Act §202 significantly modifies these rules by increasing the limit to $200,000 (indexed for inflation) beginning with the enactment of SECURE 2.0 (December 29, 2022) and repealing the 25% contribution limits. In addition, the QLAC is now permitted to include spousal survival rights.


Exceptions to the Early Distribution Penalty


To discourage individuals from taking distributions from their IRAs and retirement plans, Act §72(t) imposes a 10% early distribution tax on distributions that don’t satisfy one of the exceptions such as being over 59-and-a-half, disabled, and so forth. SECURE 2.0 introduces several new exceptions to this early distribution penalty.


Act §314 allows domestic abuse survivors to withdraw up to the lesser of $10,000 or 50% of their account’s balance after 2023 without incurring the 10% penalty. Yet the individual is still required to include the distribution in taxable income. Even more significant is that the individual can repay the withdrawn amount over three years and recover the taxes paid on the withdrawn money. Treasury, obviously, will need to issue regulations on this exception and its repayment procedure.

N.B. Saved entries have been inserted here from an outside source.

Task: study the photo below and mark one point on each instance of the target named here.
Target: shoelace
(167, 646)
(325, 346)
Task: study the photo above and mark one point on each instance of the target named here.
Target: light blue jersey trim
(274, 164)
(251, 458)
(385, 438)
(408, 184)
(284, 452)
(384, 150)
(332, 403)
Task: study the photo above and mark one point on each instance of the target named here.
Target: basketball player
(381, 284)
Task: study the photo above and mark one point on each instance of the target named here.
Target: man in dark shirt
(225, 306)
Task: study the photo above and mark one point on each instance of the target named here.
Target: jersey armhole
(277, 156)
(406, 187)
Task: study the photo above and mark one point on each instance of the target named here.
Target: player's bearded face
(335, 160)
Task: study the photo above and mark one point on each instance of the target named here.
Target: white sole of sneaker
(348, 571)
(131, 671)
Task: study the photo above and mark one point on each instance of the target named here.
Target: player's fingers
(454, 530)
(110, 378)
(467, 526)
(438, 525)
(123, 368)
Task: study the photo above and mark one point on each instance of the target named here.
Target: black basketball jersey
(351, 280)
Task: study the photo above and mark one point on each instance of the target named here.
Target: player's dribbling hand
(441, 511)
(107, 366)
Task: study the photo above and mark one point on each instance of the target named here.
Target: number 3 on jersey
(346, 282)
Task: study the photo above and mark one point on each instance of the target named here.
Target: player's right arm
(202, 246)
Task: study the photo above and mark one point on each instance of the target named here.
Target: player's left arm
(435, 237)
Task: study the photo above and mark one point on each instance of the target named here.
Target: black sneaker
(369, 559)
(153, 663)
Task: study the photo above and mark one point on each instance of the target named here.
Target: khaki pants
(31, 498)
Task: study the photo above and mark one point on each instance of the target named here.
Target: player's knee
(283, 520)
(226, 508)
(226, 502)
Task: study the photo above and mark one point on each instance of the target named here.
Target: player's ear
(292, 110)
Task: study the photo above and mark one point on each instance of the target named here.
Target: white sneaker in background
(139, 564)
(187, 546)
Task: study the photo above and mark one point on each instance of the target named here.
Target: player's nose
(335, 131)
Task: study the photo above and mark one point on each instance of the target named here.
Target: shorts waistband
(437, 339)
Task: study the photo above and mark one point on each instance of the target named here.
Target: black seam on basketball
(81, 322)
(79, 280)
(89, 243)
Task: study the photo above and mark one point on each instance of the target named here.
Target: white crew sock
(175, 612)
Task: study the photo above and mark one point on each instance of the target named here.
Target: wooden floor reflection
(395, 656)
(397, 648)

Act §326 allows an individual who’s certified by a physician as terminally ill to withdraw their retirement savings after the enactment date (December 29, 2022) without incurring the 10% penalty. The distribution amount, however, is included in taxable income. The term “terminally ill” is defined in IRC §101(g)(4)(A) to mean an illness or physical condition that can reasonably be expected to result in death in 24 months or fewer after the date of the certification. For this provision, 84 months is substituted for 24 months. In addition, the amount distributed may be repaid within three years in the same manner as given in the repayment rules for a qualified birth or adoption (IRC §72(t)(2)(H)(v)(I)).


Act §115 provides an exception to the 10% penalty for a distribution used for emergency expenses. An individual can take only one distribution per year up to $1,000 and can repay the amount within three years. Once an emergency distribution is taken, another one can’t be taken during the three-year repayment period unless the withdrawn amount has been repaid. An individual can take advantage of an emergency distribution beginning in 2024.


Although the expressed intent of the SECURE 2.0 Act is to encourage individuals to save for retirement, several of these modifications seem to encourage individuals to treat their retirement plans as savings accounts for a rainy day and not for their retirement years.